[2009068] Midnight Jazz Sessions (featuring Butt School)

Midnight Jazz Sessions (featuring Butt School)

Butt School @ Cuckoo Bar

11:59pm, Thu 12 Mar 2009

I’ve never been to Cuckoo before – it’s fucking ace. Nice bar, tidy (though esoteric) selection of imbibements, and a great little area off to the side to accomodate lots of comfy seating and a performance space… and tonight, for Cuckoo’s Midnight Jazz Session, I’m being entertained by Butt School.

Butt School, I’m informed later (by one of the members for the evening, though he could have been fibbing – how would I know any different?) is a floating free jazz collective consisting of pretty much whoever wants to show up on the night. I learn that Adam Page has performed with Butt School on occasion; nice little co-inky-dink of the day there.

This evening the lineup is a mixture of youth and experience, and consisted of two chaps on sax, a trumpet, a double bass, and a tidy little drumkit. Facing each other in a loose circle, they start noodling – a couple of minutes is all it takes for the three girls at the bar to turn and glare distastefully before necking their drinks and leaving. They were half the audience. Apparently they weren’t into the relatively free-form stylings that Butt School were producing.

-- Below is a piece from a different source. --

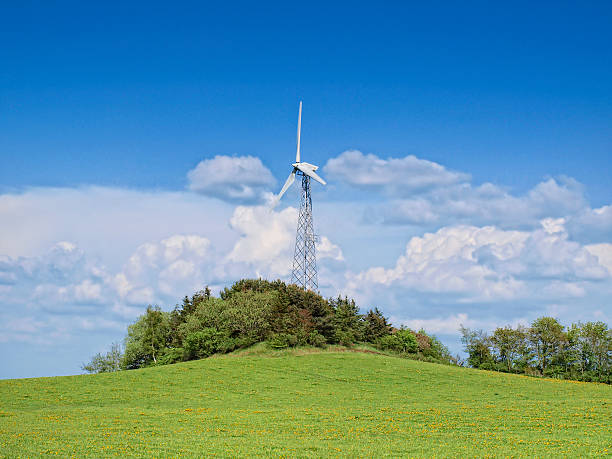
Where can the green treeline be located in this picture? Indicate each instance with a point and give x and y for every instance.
(253, 311)
(581, 352)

Now, the idea of free jazz has always fascinated me – but I hadn’t actually been to a gig such as this: a pure free jazz band in a tiny club in the midnight hours. And, aside from the lack of cool hep cats, this was pretty much exactly as I imagined it; a dark and heavy mood, candlelit shadows flickering across muted walls, and that translates to the music as well; it’s a traditional jazz jam, but with a slightly sinister and chaotic edge. Curiously, despite the completely improvised nature of the performance, there’s no fights between players for the lead; there’s a common understanding between them, a simple glance enough to change the direction.

Sure, some pieces sounded like an angry duck complaining, but this show remains a remarkably positive memory; provocative music, a feeling of rarified exclusivity, and a chat with the band in the set break. And, as previously mentioned, the opportunity to wander home through silent and secretive streets in the early hours.